29 tweets: your ethical upper limit on the number of tweets to republish from free open data.

That’s the maximum number of tweets that anyone should ever republish from free open data if security is the responsibility of the reporter. It is not exactly “big data”. The math is simple. Let’s assume that the person who tweeted “there are a lot of gunshots here” decided to delete their tweet – if security is their responsibility alone, then the republishers have the responsibility to also remove it. Let’s also say that an acceptable latency in deletion is five minutes and that you have an OAuth key that allows you the maximum 350 free API calls per hour on Twitter. You will need to check every existing tweet for deletion via the API every five minutes: (350/60)*5 = 29.16. As soon as you have stored your 30th tweet, you will no longer be able to check for deletions every 5 minutes without hitting the API limit.
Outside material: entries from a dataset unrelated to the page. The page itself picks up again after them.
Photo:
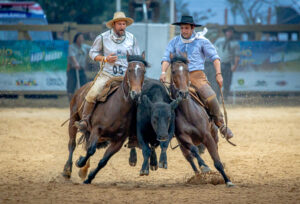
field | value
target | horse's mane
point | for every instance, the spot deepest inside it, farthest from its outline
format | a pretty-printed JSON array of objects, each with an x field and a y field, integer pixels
[
  {"x": 139, "y": 58},
  {"x": 178, "y": 58}
]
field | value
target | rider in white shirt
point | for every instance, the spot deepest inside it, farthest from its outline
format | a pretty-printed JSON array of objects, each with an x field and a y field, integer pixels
[{"x": 111, "y": 47}]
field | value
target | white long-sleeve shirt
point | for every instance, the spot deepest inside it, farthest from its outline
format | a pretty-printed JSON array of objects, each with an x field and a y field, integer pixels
[{"x": 105, "y": 44}]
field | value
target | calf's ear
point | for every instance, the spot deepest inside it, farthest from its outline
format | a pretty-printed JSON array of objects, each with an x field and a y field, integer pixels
[{"x": 147, "y": 101}]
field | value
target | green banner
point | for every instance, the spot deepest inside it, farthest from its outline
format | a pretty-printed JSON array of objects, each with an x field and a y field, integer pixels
[
  {"x": 33, "y": 65},
  {"x": 32, "y": 56}
]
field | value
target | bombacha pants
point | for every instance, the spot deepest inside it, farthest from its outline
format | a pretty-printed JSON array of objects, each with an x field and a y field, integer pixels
[{"x": 98, "y": 86}]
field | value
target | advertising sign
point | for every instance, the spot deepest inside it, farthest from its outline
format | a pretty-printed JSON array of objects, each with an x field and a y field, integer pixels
[
  {"x": 268, "y": 66},
  {"x": 33, "y": 65}
]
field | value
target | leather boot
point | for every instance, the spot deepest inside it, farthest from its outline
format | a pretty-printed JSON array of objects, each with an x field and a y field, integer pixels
[
  {"x": 82, "y": 125},
  {"x": 209, "y": 98}
]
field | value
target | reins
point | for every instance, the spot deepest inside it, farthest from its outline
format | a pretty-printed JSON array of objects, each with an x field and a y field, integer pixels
[
  {"x": 81, "y": 106},
  {"x": 226, "y": 118}
]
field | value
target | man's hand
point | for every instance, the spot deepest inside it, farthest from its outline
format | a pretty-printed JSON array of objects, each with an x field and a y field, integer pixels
[
  {"x": 162, "y": 77},
  {"x": 112, "y": 58},
  {"x": 233, "y": 68},
  {"x": 219, "y": 79},
  {"x": 77, "y": 66}
]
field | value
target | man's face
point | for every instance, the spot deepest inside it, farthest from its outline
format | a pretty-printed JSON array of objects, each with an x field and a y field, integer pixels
[
  {"x": 80, "y": 39},
  {"x": 119, "y": 28},
  {"x": 186, "y": 30},
  {"x": 229, "y": 34}
]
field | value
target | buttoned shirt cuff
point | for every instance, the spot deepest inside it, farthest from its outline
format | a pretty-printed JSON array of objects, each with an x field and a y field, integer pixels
[
  {"x": 213, "y": 58},
  {"x": 94, "y": 55}
]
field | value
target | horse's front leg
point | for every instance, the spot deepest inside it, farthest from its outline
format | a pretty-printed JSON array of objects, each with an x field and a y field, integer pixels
[
  {"x": 163, "y": 163},
  {"x": 82, "y": 173},
  {"x": 81, "y": 162},
  {"x": 114, "y": 147},
  {"x": 213, "y": 151},
  {"x": 132, "y": 157},
  {"x": 71, "y": 146}
]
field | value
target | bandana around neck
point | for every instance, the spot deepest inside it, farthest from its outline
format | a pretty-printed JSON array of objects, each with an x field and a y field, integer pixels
[
  {"x": 116, "y": 38},
  {"x": 195, "y": 35}
]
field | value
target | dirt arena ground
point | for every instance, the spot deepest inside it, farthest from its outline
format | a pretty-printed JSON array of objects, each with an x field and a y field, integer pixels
[{"x": 265, "y": 166}]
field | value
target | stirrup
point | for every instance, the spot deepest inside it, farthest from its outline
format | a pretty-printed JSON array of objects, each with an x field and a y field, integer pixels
[{"x": 226, "y": 132}]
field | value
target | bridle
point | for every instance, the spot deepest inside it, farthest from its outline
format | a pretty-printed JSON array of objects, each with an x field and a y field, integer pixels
[
  {"x": 126, "y": 96},
  {"x": 172, "y": 82}
]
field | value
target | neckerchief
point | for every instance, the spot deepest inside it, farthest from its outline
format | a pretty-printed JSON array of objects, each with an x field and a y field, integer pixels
[{"x": 195, "y": 36}]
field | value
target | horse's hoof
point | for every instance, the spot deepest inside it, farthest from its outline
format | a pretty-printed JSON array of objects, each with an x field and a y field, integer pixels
[
  {"x": 79, "y": 162},
  {"x": 154, "y": 167},
  {"x": 82, "y": 174},
  {"x": 229, "y": 184},
  {"x": 87, "y": 181},
  {"x": 144, "y": 172},
  {"x": 132, "y": 163},
  {"x": 205, "y": 169},
  {"x": 66, "y": 174},
  {"x": 163, "y": 165},
  {"x": 67, "y": 171}
]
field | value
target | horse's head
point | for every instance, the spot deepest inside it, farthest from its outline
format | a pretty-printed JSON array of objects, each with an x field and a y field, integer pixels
[
  {"x": 135, "y": 74},
  {"x": 180, "y": 75}
]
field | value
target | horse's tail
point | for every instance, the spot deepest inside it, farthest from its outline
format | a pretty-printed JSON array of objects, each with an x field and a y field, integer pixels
[{"x": 84, "y": 139}]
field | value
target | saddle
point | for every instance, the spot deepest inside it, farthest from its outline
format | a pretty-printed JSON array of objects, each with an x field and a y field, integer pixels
[
  {"x": 195, "y": 96},
  {"x": 110, "y": 87}
]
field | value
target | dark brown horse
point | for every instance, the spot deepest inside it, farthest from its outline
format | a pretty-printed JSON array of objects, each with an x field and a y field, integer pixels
[
  {"x": 110, "y": 120},
  {"x": 193, "y": 125}
]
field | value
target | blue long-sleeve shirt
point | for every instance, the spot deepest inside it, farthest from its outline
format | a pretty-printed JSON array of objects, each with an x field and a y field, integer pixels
[{"x": 197, "y": 51}]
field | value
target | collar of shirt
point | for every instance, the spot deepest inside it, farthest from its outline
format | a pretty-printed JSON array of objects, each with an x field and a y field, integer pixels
[{"x": 116, "y": 38}]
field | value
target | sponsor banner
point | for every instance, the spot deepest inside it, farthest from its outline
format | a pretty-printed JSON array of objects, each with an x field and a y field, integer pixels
[
  {"x": 268, "y": 66},
  {"x": 33, "y": 65},
  {"x": 35, "y": 81}
]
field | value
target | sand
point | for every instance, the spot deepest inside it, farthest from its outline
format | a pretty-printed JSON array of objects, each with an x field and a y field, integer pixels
[{"x": 265, "y": 166}]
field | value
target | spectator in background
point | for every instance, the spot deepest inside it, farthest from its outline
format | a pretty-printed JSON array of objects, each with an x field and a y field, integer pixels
[
  {"x": 78, "y": 52},
  {"x": 228, "y": 49}
]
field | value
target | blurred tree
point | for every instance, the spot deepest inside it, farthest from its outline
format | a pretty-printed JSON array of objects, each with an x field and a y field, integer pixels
[
  {"x": 83, "y": 12},
  {"x": 252, "y": 12}
]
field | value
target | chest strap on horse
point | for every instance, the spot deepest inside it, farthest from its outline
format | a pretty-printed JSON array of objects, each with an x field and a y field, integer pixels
[{"x": 81, "y": 105}]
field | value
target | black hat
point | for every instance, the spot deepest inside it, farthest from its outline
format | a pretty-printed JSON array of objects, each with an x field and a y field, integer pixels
[
  {"x": 187, "y": 20},
  {"x": 229, "y": 28}
]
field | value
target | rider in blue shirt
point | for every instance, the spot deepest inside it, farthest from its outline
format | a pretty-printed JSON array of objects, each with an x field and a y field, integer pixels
[{"x": 198, "y": 48}]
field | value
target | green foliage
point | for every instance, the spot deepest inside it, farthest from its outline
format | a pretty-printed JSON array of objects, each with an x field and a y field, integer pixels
[{"x": 82, "y": 12}]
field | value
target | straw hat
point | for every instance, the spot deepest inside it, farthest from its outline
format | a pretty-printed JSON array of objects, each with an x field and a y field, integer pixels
[
  {"x": 187, "y": 20},
  {"x": 119, "y": 16}
]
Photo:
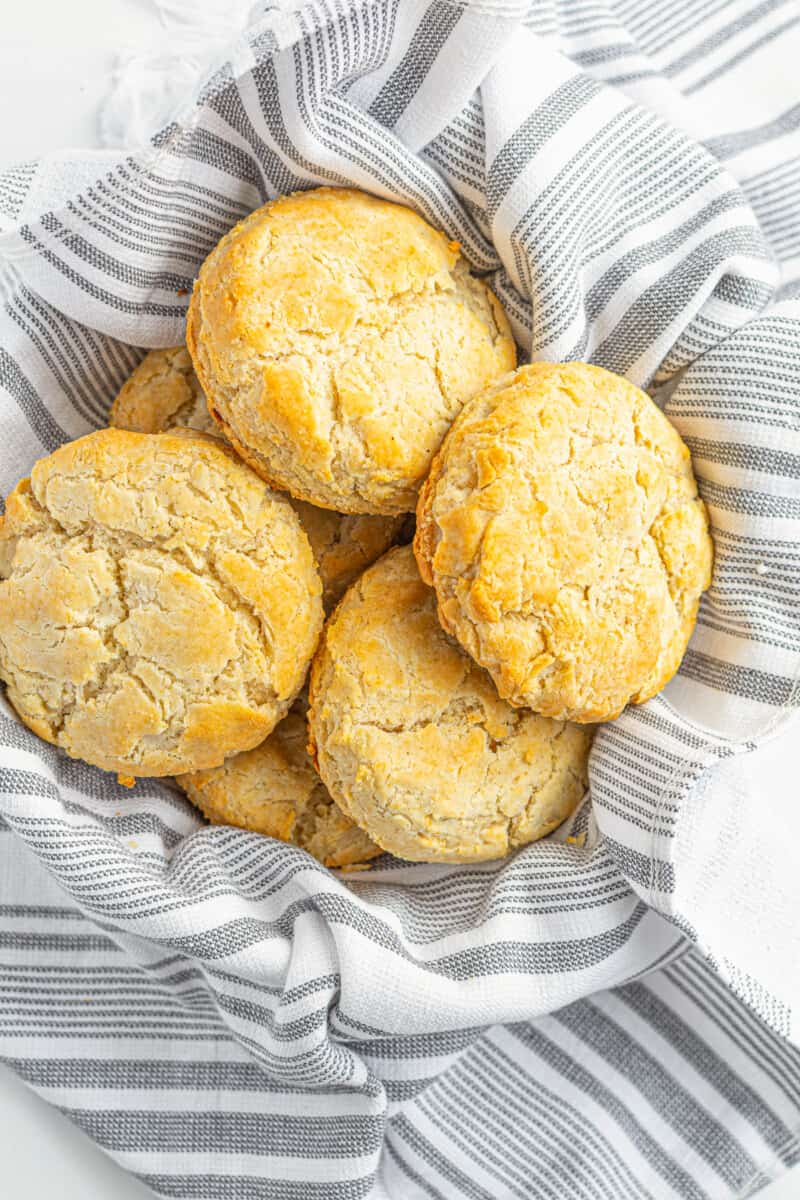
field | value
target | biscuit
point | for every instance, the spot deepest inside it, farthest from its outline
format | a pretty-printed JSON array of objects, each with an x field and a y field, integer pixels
[
  {"x": 164, "y": 391},
  {"x": 564, "y": 535},
  {"x": 413, "y": 741},
  {"x": 161, "y": 394},
  {"x": 274, "y": 790},
  {"x": 336, "y": 336},
  {"x": 158, "y": 604}
]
You could pay to increase the limits on Twitter, but this is no longer free open data. Or you could simply not honor people’s wish for their tweet to be deleted, possibly endangering them (for reasons that may only be apparent to them), but this is falling short in data vigilance. So if you want to put the security in the hands of the reporters, leveraging only free open data, then that is your ethical upper-limit for Twitter: 29 data points.

I don’t want to be too harsh on the individuals in UN OCHA (or anyone entering the big data for the first time – we are all new), and I greatly appreciate the willingness to discuss these points publicly. But we need to be critical on the idea that there are simple rules for collecting and publishing data that absolve us of responsibility once the data is out there.

By living most of my adult life outside my homeland, I have helped monitor elections more times than I have been permitted a vote. I would love to say that being at the forefront of big open data means taking part in democracy, but this simply isn’t the case. In big open data, I am the excited 1% trying to meet my obligations to the 99%. Open data is a form of freedom that can help liberate us from disease and oppression, but it is not a democratic freedom – it is extreme and potentially dangerous – we need to always keep watch.